WHAT if porn killed its users more than emotionally?

Watching the Porn Recovery UK twitter feed yesterday (26 October) we were struck by a tweet talking about the sad story of Amy Winehouse’s demise and how a coroner was expected to hear that her death was caused by alcohol withdrawal and not as a result of a drug overdose, as was initially reported. The interesting point for us at PRUK is the way this illuminates the difference between the therapy culture that has grown up around drug and alcohol misuse but not around the issues that people suffer with when they become porn dependent. Does it have something to do with the fact that porn does not kill its users physically – even though it certainly can emotionally?
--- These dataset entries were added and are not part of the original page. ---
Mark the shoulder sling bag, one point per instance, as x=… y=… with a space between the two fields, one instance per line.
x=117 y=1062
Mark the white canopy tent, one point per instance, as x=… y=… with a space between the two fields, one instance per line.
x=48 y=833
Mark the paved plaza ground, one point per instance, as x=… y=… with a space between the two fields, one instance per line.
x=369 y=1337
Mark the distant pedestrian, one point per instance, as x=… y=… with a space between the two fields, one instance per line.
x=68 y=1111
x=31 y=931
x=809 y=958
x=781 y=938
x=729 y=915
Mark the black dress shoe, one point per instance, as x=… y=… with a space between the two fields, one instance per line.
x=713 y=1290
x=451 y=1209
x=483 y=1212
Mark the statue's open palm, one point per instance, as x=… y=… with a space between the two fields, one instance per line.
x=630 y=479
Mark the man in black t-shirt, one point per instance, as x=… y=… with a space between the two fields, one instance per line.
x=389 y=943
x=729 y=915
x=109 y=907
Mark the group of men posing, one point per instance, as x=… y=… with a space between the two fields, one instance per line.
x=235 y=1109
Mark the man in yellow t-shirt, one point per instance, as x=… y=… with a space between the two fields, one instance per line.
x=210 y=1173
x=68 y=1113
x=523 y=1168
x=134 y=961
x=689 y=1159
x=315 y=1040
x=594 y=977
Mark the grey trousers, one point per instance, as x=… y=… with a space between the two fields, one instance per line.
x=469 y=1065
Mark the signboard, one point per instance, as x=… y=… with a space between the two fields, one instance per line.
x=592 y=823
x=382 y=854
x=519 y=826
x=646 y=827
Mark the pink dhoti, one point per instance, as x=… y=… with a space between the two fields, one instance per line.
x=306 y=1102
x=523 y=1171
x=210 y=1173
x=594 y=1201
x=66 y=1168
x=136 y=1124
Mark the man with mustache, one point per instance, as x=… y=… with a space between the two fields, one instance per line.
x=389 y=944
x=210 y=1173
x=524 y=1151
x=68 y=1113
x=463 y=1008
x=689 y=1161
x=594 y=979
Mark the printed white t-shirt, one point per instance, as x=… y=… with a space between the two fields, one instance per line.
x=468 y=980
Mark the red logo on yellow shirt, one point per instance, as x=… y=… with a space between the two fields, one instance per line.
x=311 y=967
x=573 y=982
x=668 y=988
We continued to think ‘But what about the people involved in making porn?’ In particular, what about the men and women essentially risking their lives each time they have sex for money on a film set? In reading Girlvert a porno memoir, Oriana Small’s frank and congruent account of her time working in the hardcore porn industry as Ashley Blue, there are very real reminders of the coercion that can and does take place on porn sets for performers. HIV, Hepatitis C and anal gangbangs aside (one of the most risky sexual ‘performances’), there are frequent infections brought about by working in the sex industry that don’t parallel with excessive consumption of the product. Indeed, watching porn is, ironically, safe sex for the user physically. When Marc, the porn addict in Turned On: Intimacy in a Pornized Society, is confronted by his therapist to think about the female performers of the movies he is watching, he is read a chilling passage about the suffering and humiliation of a porn star who has left the industry. Collecting himself he responds: ‘I’m humbled but I’m glad you read that to me.’  We are left wondering what it would be like if porn was not safe physical sex. Would therapists feel more able to work with the issue if they were seen as potentially saving physical rather than emotional lives?